From: Toshi Kani <toshi.kani@hp.com>
To: Jiang Liu <jiang.liu@huawei.com>
Cc: Jaegeuk Hanse <jaegeuk.hanse@gmail.com>,
Tang Chen <tangchen@cn.fujitsu.com>,
hpa@zytor.com, akpm@linux-foundation.org, rob@landley.net,
isimatu.yasuaki@jp.fujitsu.com, laijs@cn.fujitsu.com,
wency@cn.fujitsu.com, linfeng@cn.fujitsu.com, yinghai@kernel.org,
kosaki.motohiro@jp.fujitsu.com, minchan.kim@gmail.com,
mgorman@suse.de, rientjes@google.com, rusty@rustcorp.com.au,
linux-kernel@vger.kernel.org, linux-mm@kvack.org,
linux-doc@vger.kernel.org, Len Brown <lenb@kernel.org>,
Tony Luck <tony.luck@intel.com>,
"Wang, Frank" <frank.wang@intel.com>
Subject: Re: [PATCH v2 0/5] Add movablecore_map boot option
Date: Fri, 30 Nov 2012 15:27:15 -0700 [thread overview]
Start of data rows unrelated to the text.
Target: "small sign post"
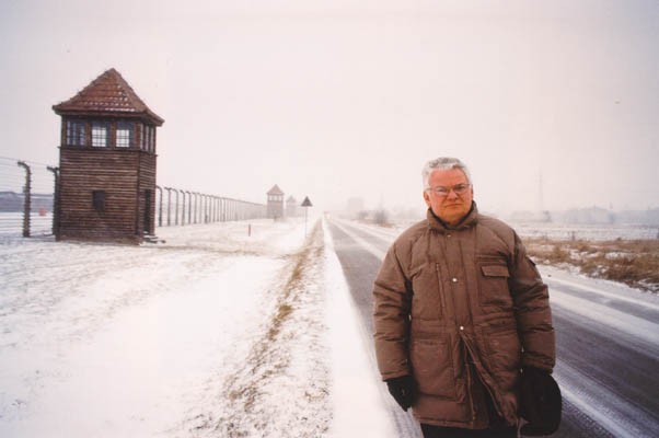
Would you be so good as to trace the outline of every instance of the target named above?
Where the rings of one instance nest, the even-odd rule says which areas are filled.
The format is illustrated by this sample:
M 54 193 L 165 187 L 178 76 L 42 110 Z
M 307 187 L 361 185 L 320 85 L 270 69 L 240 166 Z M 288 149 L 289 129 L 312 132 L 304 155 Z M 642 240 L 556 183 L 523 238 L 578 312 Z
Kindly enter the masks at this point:
M 304 207 L 304 237 L 307 237 L 307 215 L 309 211 L 308 207 L 313 207 L 311 200 L 309 200 L 309 196 L 304 196 L 304 200 L 302 201 L 301 206 Z

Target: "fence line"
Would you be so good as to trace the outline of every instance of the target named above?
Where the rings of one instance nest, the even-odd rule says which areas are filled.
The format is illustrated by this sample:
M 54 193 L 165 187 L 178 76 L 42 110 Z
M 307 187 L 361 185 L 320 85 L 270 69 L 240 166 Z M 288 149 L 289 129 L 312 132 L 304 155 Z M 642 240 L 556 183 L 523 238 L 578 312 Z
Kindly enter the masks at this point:
M 53 235 L 59 169 L 0 157 L 0 237 Z M 155 224 L 189 226 L 259 219 L 264 204 L 157 185 Z
M 53 234 L 54 168 L 0 157 L 0 235 Z
M 265 204 L 160 185 L 155 188 L 158 227 L 261 219 L 267 215 Z

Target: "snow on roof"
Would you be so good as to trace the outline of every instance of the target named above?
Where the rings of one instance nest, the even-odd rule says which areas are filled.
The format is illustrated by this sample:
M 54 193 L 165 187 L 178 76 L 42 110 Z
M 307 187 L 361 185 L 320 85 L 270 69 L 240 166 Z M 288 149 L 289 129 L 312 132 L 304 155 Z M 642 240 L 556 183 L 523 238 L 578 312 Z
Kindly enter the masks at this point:
M 117 113 L 142 115 L 160 126 L 164 119 L 153 113 L 122 74 L 111 68 L 68 101 L 53 106 L 57 114 Z
M 279 186 L 277 184 L 275 184 L 267 194 L 268 195 L 284 195 L 284 192 L 281 192 L 281 188 L 279 188 Z

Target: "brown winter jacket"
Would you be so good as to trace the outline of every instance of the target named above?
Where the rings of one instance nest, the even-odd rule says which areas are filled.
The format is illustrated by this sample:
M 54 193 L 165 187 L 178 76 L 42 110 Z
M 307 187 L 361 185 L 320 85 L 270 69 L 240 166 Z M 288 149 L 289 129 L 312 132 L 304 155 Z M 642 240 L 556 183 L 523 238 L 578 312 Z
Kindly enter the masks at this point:
M 486 410 L 473 391 L 479 379 L 498 415 L 515 425 L 520 368 L 554 367 L 547 287 L 517 233 L 479 215 L 475 203 L 456 227 L 428 210 L 403 232 L 373 298 L 380 372 L 384 380 L 414 376 L 420 423 L 487 427 L 476 415 Z

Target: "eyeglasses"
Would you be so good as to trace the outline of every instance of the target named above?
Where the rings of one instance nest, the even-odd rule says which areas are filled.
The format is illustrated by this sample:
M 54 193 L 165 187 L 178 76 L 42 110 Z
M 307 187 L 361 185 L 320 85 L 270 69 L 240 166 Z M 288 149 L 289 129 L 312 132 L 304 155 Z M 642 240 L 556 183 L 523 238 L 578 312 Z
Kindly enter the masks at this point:
M 443 187 L 441 185 L 438 185 L 437 187 L 426 188 L 426 191 L 432 192 L 432 193 L 435 193 L 435 195 L 443 198 L 444 196 L 449 196 L 451 191 L 453 191 L 455 193 L 455 195 L 462 196 L 470 189 L 471 186 L 472 186 L 471 184 L 464 184 L 464 183 L 456 184 L 453 187 Z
Message-ID: <1354314435.20085.55.camel@misato.fc.hp.com> (raw)
In-Reply-To: <50B6C7A4.806@huawei.com>
On Thu, 2012-11-29 at 10:25 +0800, Jiang Liu wrote:
> On 2012-11-29 9:42, Jaegeuk Hanse wrote:
> > On Wed, Nov 28, 2012 at 04:47:42PM +0800, Jiang Liu wrote:
> >> Hi all,
> >> Seems it's a great chance to discuss about the memory hotplug feature
> >> within this thread. So I will try to give some high level thoughts about memory
> >> hotplug feature on x86/IA64. Any comments are welcomed!
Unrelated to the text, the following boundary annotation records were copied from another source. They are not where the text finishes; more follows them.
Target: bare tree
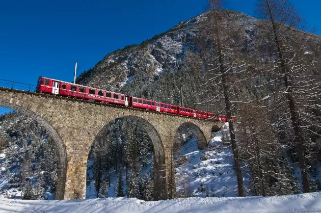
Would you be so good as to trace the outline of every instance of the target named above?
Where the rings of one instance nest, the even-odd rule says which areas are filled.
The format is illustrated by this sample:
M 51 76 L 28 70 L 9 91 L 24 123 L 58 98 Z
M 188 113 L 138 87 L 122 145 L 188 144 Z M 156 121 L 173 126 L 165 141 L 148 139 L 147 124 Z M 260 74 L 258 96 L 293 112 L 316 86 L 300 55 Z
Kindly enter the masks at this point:
M 307 71 L 306 43 L 308 36 L 297 30 L 301 36 L 296 41 L 288 37 L 293 35 L 293 28 L 302 29 L 304 25 L 300 14 L 288 0 L 259 0 L 258 12 L 262 18 L 270 20 L 275 54 L 270 57 L 273 64 L 270 72 L 274 79 L 271 81 L 275 92 L 272 111 L 283 112 L 275 124 L 286 125 L 291 122 L 292 132 L 301 171 L 303 190 L 310 191 L 309 173 L 306 160 L 307 142 L 304 133 L 313 131 L 312 124 L 307 121 L 316 121 L 316 117 L 309 112 L 313 102 L 319 97 L 319 84 Z M 307 104 L 307 103 L 309 103 Z M 311 105 L 310 105 L 311 104 Z M 304 109 L 305 108 L 305 109 Z M 307 117 L 309 119 L 306 119 Z M 316 132 L 314 132 L 316 133 Z
M 206 43 L 206 42 L 204 43 L 204 41 L 201 41 L 203 42 L 202 45 L 207 47 L 204 48 L 200 54 L 199 58 L 205 68 L 203 69 L 205 75 L 208 75 L 208 77 L 204 79 L 203 86 L 209 86 L 212 90 L 218 90 L 218 88 L 220 89 L 218 90 L 218 93 L 215 97 L 205 102 L 199 103 L 208 104 L 213 101 L 215 101 L 216 99 L 220 99 L 221 97 L 224 100 L 224 107 L 228 119 L 229 134 L 237 179 L 238 196 L 244 196 L 243 178 L 234 124 L 232 120 L 232 106 L 230 97 L 231 90 L 237 80 L 235 76 L 232 77 L 229 74 L 243 72 L 244 70 L 241 69 L 246 63 L 244 61 L 233 58 L 232 56 L 233 54 L 231 54 L 235 51 L 236 48 L 235 41 L 238 40 L 235 37 L 237 34 L 228 33 L 227 32 L 223 33 L 223 29 L 226 23 L 224 23 L 222 12 L 220 11 L 222 1 L 210 0 L 208 3 L 211 11 L 207 16 L 207 21 L 203 25 L 203 30 L 206 33 L 205 34 L 209 35 L 207 41 L 213 43 L 215 47 L 208 48 L 208 46 L 211 46 L 210 44 Z

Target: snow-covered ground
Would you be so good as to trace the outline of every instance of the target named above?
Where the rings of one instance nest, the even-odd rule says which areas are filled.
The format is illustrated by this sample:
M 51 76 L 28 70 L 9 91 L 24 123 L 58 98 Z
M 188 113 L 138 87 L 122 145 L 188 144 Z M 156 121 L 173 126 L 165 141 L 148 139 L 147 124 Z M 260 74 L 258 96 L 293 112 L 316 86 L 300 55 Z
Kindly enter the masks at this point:
M 182 193 L 184 184 L 185 197 L 237 196 L 232 148 L 229 140 L 224 139 L 228 130 L 228 123 L 226 123 L 203 150 L 198 148 L 194 138 L 183 145 L 180 153 L 185 158 L 185 164 L 177 168 L 176 175 L 179 194 Z M 247 186 L 250 178 L 245 176 L 244 179 Z
M 321 212 L 321 192 L 264 198 L 189 198 L 148 202 L 122 198 L 60 201 L 0 198 L 0 212 Z

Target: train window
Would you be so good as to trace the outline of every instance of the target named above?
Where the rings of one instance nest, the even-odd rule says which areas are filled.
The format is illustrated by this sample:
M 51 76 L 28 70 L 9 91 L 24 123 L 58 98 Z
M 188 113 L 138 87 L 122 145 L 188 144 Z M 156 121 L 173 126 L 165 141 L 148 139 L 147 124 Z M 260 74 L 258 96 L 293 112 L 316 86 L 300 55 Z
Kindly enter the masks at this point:
M 77 91 L 77 86 L 71 85 L 71 86 L 70 86 L 70 90 L 72 90 L 73 91 Z

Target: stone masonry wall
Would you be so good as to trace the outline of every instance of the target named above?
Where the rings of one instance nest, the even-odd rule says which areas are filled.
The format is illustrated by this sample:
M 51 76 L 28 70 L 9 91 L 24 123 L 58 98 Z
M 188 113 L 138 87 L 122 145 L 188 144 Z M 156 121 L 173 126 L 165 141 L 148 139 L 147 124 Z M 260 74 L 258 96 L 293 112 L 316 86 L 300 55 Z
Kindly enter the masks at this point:
M 213 126 L 221 127 L 222 125 L 212 121 L 2 88 L 0 106 L 29 115 L 53 137 L 61 159 L 56 199 L 85 198 L 86 165 L 91 145 L 97 134 L 114 119 L 123 117 L 142 125 L 153 142 L 154 167 L 166 173 L 174 137 L 181 125 L 188 124 L 196 130 L 195 134 L 198 136 L 201 148 L 210 140 Z M 164 175 L 156 175 L 158 199 L 166 198 L 167 181 L 160 177 Z

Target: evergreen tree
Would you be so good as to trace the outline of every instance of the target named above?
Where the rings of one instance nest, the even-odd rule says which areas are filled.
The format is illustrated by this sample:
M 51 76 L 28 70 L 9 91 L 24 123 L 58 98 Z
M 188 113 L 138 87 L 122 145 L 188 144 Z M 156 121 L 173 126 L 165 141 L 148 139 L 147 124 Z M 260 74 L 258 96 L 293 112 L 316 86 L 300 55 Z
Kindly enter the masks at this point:
M 141 198 L 139 185 L 136 177 L 136 172 L 134 171 L 130 171 L 129 174 L 129 181 L 127 189 L 127 197 L 128 198 Z
M 34 189 L 30 181 L 28 181 L 26 183 L 23 195 L 21 199 L 23 200 L 34 200 Z
M 100 189 L 100 193 L 99 194 L 99 198 L 108 197 L 108 181 L 104 180 L 101 185 Z
M 118 178 L 118 183 L 117 183 L 117 185 L 116 186 L 116 197 L 124 197 L 124 190 L 123 188 L 124 183 L 123 183 L 123 178 L 121 175 L 121 172 L 120 170 L 119 175 Z

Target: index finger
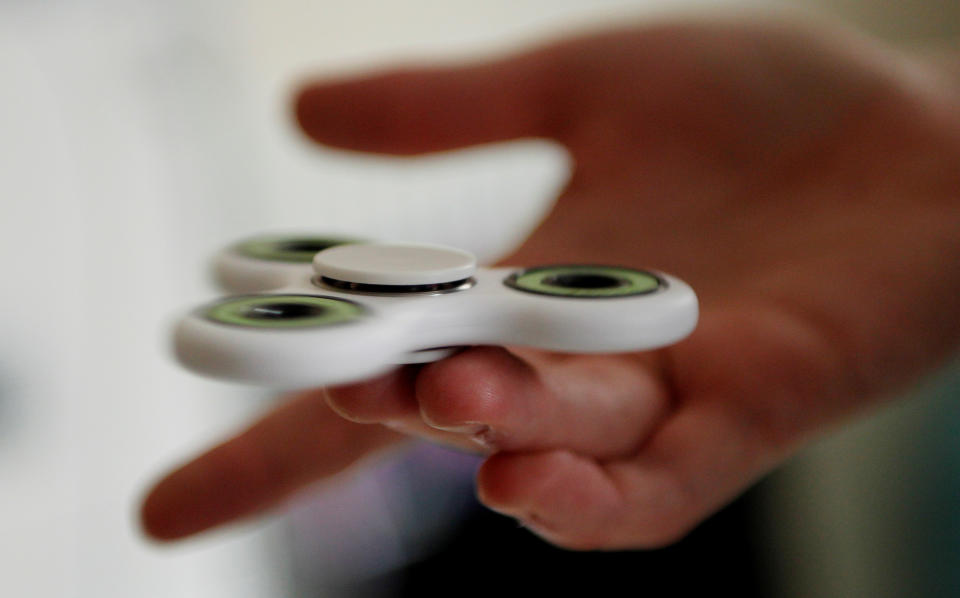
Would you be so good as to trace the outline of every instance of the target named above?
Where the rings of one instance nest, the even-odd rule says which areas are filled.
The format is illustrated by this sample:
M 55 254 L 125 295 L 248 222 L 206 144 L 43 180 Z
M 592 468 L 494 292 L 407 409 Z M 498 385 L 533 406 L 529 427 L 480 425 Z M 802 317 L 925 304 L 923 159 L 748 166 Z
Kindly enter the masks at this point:
M 144 531 L 176 540 L 273 506 L 404 436 L 344 420 L 305 391 L 167 474 L 141 507 Z

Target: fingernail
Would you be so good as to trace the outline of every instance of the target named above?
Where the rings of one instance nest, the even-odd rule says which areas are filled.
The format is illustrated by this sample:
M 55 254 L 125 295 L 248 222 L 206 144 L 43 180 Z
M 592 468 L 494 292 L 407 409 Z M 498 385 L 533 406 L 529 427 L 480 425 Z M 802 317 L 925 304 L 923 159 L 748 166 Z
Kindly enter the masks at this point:
M 470 440 L 488 451 L 497 450 L 495 434 L 490 426 L 484 426 L 482 430 L 474 432 L 470 436 Z

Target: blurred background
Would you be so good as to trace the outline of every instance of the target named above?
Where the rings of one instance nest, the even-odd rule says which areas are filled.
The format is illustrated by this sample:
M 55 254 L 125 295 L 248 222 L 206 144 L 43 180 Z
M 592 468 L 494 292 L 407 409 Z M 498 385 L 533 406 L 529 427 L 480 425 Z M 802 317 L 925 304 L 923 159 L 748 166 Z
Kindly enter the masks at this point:
M 956 0 L 807 4 L 904 44 L 960 35 Z M 754 8 L 0 0 L 0 596 L 391 596 L 433 579 L 430 567 L 456 570 L 453 557 L 528 572 L 542 557 L 554 571 L 620 567 L 635 579 L 637 567 L 709 571 L 709 587 L 741 596 L 960 596 L 956 371 L 811 447 L 667 551 L 603 563 L 551 552 L 483 519 L 473 458 L 426 445 L 255 523 L 174 546 L 140 536 L 152 478 L 269 404 L 168 354 L 177 310 L 214 293 L 214 251 L 314 230 L 492 260 L 568 175 L 546 142 L 416 160 L 310 146 L 289 115 L 297 81 L 708 9 Z M 481 540 L 471 553 L 462 537 Z

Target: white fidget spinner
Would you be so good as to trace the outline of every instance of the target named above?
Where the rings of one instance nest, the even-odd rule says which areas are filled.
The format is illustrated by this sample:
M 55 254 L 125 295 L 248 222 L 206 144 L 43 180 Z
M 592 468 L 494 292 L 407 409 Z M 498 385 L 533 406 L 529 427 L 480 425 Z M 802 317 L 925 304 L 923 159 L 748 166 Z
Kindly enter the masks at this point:
M 654 349 L 690 334 L 683 281 L 615 266 L 477 268 L 432 245 L 259 238 L 222 252 L 232 293 L 183 317 L 181 363 L 277 388 L 343 384 L 466 345 L 568 353 Z

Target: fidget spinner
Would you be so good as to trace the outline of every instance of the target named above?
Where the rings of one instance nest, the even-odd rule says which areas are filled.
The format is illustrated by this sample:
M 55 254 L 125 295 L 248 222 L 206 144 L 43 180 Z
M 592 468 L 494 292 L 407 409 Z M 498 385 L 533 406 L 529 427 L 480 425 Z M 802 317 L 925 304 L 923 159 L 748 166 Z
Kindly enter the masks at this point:
M 264 237 L 221 252 L 232 296 L 176 326 L 200 374 L 298 388 L 359 381 L 470 345 L 567 353 L 654 349 L 693 331 L 697 297 L 661 272 L 570 264 L 478 268 L 436 245 Z

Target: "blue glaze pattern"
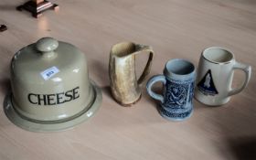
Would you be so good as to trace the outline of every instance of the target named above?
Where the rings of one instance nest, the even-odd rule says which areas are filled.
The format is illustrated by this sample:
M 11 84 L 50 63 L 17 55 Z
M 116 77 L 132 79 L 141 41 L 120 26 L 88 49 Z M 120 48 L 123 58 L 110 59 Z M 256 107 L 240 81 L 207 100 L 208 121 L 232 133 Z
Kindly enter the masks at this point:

> >> First of all, I think usability really matters. Ideally, memory hotplug
> >> feature should just work out of box, and we shouldn't expect administrators to
> >> add several extra platform dependent parameters to enable memory hotplug.
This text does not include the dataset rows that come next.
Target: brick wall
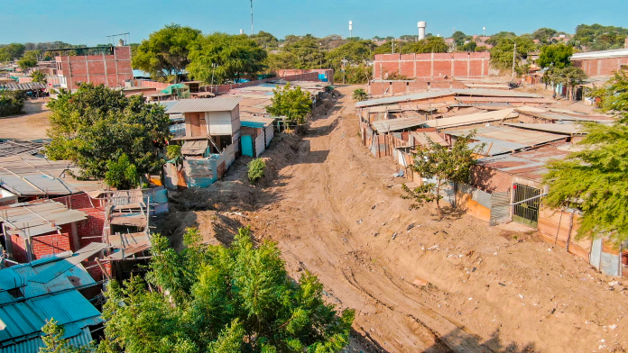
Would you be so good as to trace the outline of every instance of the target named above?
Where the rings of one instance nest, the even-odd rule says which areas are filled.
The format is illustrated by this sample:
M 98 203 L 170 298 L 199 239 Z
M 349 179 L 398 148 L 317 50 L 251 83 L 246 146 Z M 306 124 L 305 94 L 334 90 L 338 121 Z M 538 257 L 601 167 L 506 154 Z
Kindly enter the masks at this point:
M 611 76 L 622 69 L 623 65 L 628 65 L 628 57 L 573 59 L 572 62 L 575 67 L 582 68 L 588 77 Z
M 377 54 L 373 63 L 375 79 L 398 73 L 407 77 L 484 77 L 488 76 L 491 53 Z
M 372 95 L 402 95 L 429 89 L 464 89 L 466 86 L 451 78 L 416 78 L 413 81 L 371 81 L 369 94 Z
M 133 79 L 131 47 L 113 48 L 114 55 L 56 57 L 57 65 L 60 64 L 57 74 L 66 78 L 68 89 L 78 88 L 77 82 L 124 87 L 127 79 Z
M 469 179 L 471 186 L 487 193 L 503 193 L 513 187 L 513 176 L 483 166 L 474 166 Z

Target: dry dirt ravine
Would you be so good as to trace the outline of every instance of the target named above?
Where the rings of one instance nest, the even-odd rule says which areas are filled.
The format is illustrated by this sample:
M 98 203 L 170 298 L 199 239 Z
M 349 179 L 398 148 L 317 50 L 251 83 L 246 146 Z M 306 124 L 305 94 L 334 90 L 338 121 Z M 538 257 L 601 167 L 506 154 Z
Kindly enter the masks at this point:
M 175 195 L 162 231 L 180 246 L 187 226 L 217 243 L 251 225 L 279 244 L 291 276 L 314 273 L 329 303 L 356 310 L 350 351 L 628 347 L 628 290 L 609 290 L 612 278 L 534 236 L 410 211 L 393 164 L 359 143 L 352 89 L 302 139 L 275 139 L 262 185 L 246 183 L 240 158 L 211 187 Z

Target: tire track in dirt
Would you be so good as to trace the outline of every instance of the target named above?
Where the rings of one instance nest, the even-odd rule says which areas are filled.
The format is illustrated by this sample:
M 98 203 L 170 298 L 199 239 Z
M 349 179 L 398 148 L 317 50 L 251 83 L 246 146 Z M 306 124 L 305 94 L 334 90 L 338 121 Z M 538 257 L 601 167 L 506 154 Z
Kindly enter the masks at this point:
M 337 102 L 337 106 L 343 104 L 346 99 L 347 97 L 344 97 Z M 349 302 L 356 302 L 355 297 L 358 296 L 362 297 L 358 301 L 364 302 L 364 307 L 373 304 L 377 307 L 380 312 L 368 315 L 371 326 L 373 327 L 374 324 L 380 328 L 392 327 L 391 330 L 378 332 L 378 330 L 372 329 L 371 332 L 368 332 L 364 329 L 365 322 L 362 322 L 364 320 L 362 317 L 358 315 L 356 321 L 361 330 L 360 333 L 371 340 L 377 341 L 380 347 L 389 349 L 389 351 L 399 352 L 425 350 L 442 340 L 448 347 L 448 350 L 449 351 L 478 353 L 487 351 L 485 348 L 479 346 L 477 339 L 466 332 L 463 328 L 425 308 L 416 299 L 404 294 L 408 290 L 418 291 L 418 288 L 402 289 L 387 274 L 384 273 L 382 276 L 375 273 L 373 275 L 358 269 L 354 270 L 352 264 L 345 259 L 346 254 L 359 249 L 359 246 L 354 243 L 355 237 L 350 231 L 349 224 L 353 221 L 346 220 L 342 216 L 341 206 L 337 204 L 336 195 L 330 186 L 332 176 L 328 161 L 319 164 L 309 163 L 312 152 L 329 151 L 329 133 L 337 125 L 338 119 L 341 119 L 339 115 L 341 112 L 342 109 L 325 119 L 313 122 L 311 130 L 314 132 L 301 141 L 301 146 L 299 148 L 299 163 L 292 166 L 290 171 L 291 176 L 299 176 L 299 180 L 319 180 L 316 186 L 312 186 L 311 183 L 296 185 L 294 189 L 306 195 L 309 193 L 322 196 L 319 199 L 322 200 L 317 200 L 316 203 L 309 204 L 309 207 L 301 208 L 301 213 L 306 213 L 301 219 L 310 220 L 316 219 L 316 215 L 324 215 L 318 217 L 322 218 L 323 220 L 320 220 L 322 222 L 318 222 L 318 224 L 310 223 L 307 228 L 319 231 L 316 231 L 319 234 L 328 233 L 328 235 L 316 240 L 319 240 L 319 244 L 312 244 L 311 238 L 301 237 L 301 241 L 298 246 L 307 249 L 307 251 L 304 251 L 304 249 L 292 251 L 292 247 L 297 245 L 291 244 L 292 241 L 280 242 L 280 246 L 282 248 L 287 246 L 288 249 L 291 249 L 291 257 L 300 264 L 307 264 L 305 266 L 308 269 L 321 278 L 326 288 L 332 292 L 338 290 L 338 278 L 336 278 L 333 285 L 329 285 L 327 278 L 330 276 L 330 274 L 339 272 L 338 275 L 344 278 L 344 284 L 341 285 L 344 288 L 341 291 L 346 292 L 348 289 L 348 294 L 354 296 L 354 298 L 348 298 Z M 331 232 L 320 230 L 321 227 L 326 226 L 331 228 Z M 302 258 L 301 256 L 297 255 L 304 253 L 309 253 L 309 258 Z M 323 257 L 327 258 L 323 258 Z M 311 266 L 312 263 L 315 265 Z M 316 266 L 316 264 L 320 265 Z M 329 267 L 334 268 L 328 268 Z M 383 282 L 383 279 L 386 280 L 385 283 Z M 391 288 L 394 293 L 391 293 Z M 340 295 L 334 294 L 334 296 L 343 304 L 347 302 L 347 295 L 344 293 Z M 350 306 L 350 304 L 348 305 Z M 390 320 L 391 317 L 394 317 L 395 320 Z M 415 325 L 409 327 L 407 325 L 409 321 L 415 322 Z M 451 335 L 453 331 L 457 332 L 455 336 Z M 439 351 L 443 351 L 443 349 L 439 349 Z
> >> But how to enable memory (or CPU/node) hotplug out of box? I think the key point
> >> is to cooperate with BIOS/ACPI/firmware/device management teams.
> >> I still position memory hotplug as an advanced feature for high end
> >> servers and those systems may/should provide some management interfaces to
> >> configure CPU/memory/node hotplug features. The configuration UI may be provided
> >> by BIOS, BMC or centralized system management suite. Once administrator enables
> >> hotplug feature through those management UI, OS should support system device
> >> hotplug out of box. For example, HP SuperDome2 management suite provides interface
> >> to configure a node as floating node(hot-removable). And OpenSolaris supports
> >> CPU/memory hotplug out of box without any extra configurations. So we should
> >> shape interfaces between firmware and OS to better support system device hotplug.
Well described. I agree with you. I am also OK to have the boot option
for the time being, but we should be able to get the info from ACPI for
better TCE.
> >> On the other hand, I think there are no commercial available x86/IA64
> >> platforms with system device hotplug capabilities in the field yet, at least only
> >> limited quantity if any. So backward compatibility is not a big issue for us now.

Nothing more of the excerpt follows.